Sobrediagnóstico em Mamografias - Mais evidências sobre os danos do rastreio

Breast Cancer Screening in DenmarkA Cohort Study of Tumor Size and Overdiagnosis


O que sabemos

Estudos de triagem devem ser rápidos, baratos, eficazes, e detectar precocemente doenças para as quais um tratamento diferencial e efetivo pode ser ofertado no momento da detecção precoce. 

Atualmente, as ações de rastreio tem sido cada vez mais questionadas, sob a avaliação de que muitas vezes detectam situações que não chegarão a se constituir em doenças, podendo causar mais danos que benefícios.

A Prevenção Quaternária, ou prevenção de iatrogenias, se dedica a avaliar estas situações, e estudos sobre os malefícios de estratégias preventivas vem sendo desenvolvidos cada vez com maior frequência. 
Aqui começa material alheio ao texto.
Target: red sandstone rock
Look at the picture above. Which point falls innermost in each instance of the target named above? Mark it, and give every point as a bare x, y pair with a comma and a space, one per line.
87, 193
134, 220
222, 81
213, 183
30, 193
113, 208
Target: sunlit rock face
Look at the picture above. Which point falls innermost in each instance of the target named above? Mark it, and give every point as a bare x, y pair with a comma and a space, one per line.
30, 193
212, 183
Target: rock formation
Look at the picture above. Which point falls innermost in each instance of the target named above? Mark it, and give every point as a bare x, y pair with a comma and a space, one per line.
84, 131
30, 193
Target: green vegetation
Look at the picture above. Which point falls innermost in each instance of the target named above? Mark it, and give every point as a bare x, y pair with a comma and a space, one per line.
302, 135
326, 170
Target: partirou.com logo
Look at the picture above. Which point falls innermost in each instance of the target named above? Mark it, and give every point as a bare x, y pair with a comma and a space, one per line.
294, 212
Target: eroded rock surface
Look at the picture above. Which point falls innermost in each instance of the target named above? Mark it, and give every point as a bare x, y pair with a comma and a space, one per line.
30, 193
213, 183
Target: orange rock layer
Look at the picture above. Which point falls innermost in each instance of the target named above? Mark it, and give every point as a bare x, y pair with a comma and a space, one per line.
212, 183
Um programa de triagem de câncer da mama deveria portanto reduzir a incidência de tumores mais perigosos e avançados ao longo do tempo, e não triar tumores iniciais que podem levar pacientes ao dano. 


O que este estudo traz

O estudo de coorte da Dinamarca é especialmente importante porque neste país acompanhou-se por 17 anos unicamente 20% das mulheres com idade elegível que foram convidadas para participar na triagem, enquanto aos outras 80% não foram submetidas a triagem. 
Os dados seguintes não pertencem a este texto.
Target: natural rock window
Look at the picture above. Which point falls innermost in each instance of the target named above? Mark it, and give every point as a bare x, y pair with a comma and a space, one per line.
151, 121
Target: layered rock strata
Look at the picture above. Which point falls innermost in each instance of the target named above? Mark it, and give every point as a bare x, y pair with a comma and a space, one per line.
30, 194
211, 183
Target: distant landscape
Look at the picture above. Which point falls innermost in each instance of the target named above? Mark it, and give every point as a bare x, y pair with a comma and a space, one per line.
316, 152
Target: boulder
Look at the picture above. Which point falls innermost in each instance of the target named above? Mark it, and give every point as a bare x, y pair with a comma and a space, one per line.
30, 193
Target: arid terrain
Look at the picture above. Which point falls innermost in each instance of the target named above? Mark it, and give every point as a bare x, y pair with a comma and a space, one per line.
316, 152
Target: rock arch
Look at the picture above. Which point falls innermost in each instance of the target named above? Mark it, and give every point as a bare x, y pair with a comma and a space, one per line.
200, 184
Isso permitiu que os investigadores dinamarqueses incluíssem mulheres que não haviam sido submetidas a qualquer triagem como controles em sua análise, não dependendo de uma amostra limitante de controles. 

Com isto, os 17 anos representam o período mais longo de "acesso diferenciado à mamografia" em qualquer país, e com a possibilidade de controles ecológicos e melhor pareamento. 

Os tumores iniciais ou não avançados foram definidos como cânceres com menos de 20 mm e tardios/ avançados se acima de 20 mm. Assim, os investigadores dinamarqueses descobriram que apenas a "incidência" de tumores não-avançados aumentou "acentuadamente" no período de triagem versus o período pré-teste (incidência de 1,49; I.C 95% = 1,43-1,54). Em outras palavras, os pesquisadores descobriram que os exames de triagem não estavam detectando precocemente tumores avançados, mas apenas aumentando a detecção de tumores iniciais.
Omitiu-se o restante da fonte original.